All evils have their compensations; and this amiable weakness of Miss Dorris sometimes became a source of joy to the community of Les Oliviers, when properly manipulated by M. Isidore, for example. For it was the especial delight of this fair young creature to impart recently acquired knowledge to her neighbours, and recently acquired knowledge being undigested, and in many cases hastily and inaccurately received, sometimes emerges from its temporary lodging in the brain in a changed, even unrecognizable, form. Moreover, M. Isidore, having an imagination of unusual fertility and an impish delight in mischief, was tempted to confide myths having only a poetic and ideal foundation in fact, to the ear of Dorris, in the sure anticipation of hearing them issue in some novel form from the pink coral lips at table d'hôte; always providing he listened, as he frequently did, unseen behind an open door, to the general buzz of table talk, above which Miss Boundrish's arrogant treble shrilled high and incessant. When the intelligence conveyed by the pink coral lips was very wildly improbable, that every conscript, for example, during his first month of service, was dieted entirely on frogs to inspire him with martial courage, the thin man, usually silent, would, very gently expressing astonishment, venture to ask the source of Miss Boundrish's information.
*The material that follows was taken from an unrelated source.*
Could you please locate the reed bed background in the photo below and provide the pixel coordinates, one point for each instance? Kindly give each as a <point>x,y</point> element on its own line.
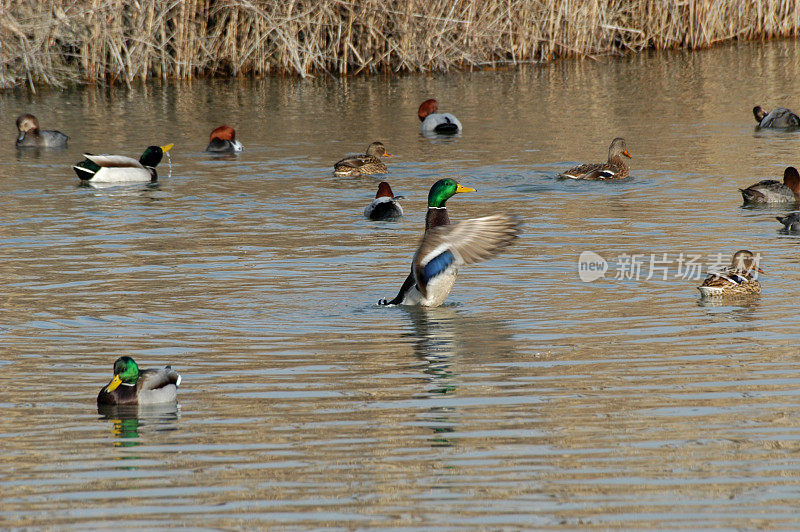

"Oh, it's perfectly true, Mr. Welbourne," the overbearing treble would scream down the table, "I had it from a man who had been in the French army himself. The frogs are those little green things in the tanks, that are beginning to make such a croaking every night. Of course, you know that Mont Agel is terrain militaire, where nobody is allowed to go for fear of disturbing these frogs, which are kept in tanks on purpose. The diet is so stimulating, you know, it makes the soldiers long to fight."
"Really?" the thin man would murmur pensively. "How very interesting! What a remarkably ingenious people the French are! Would such an idea ever occur to the dull British brain, do you suppose?"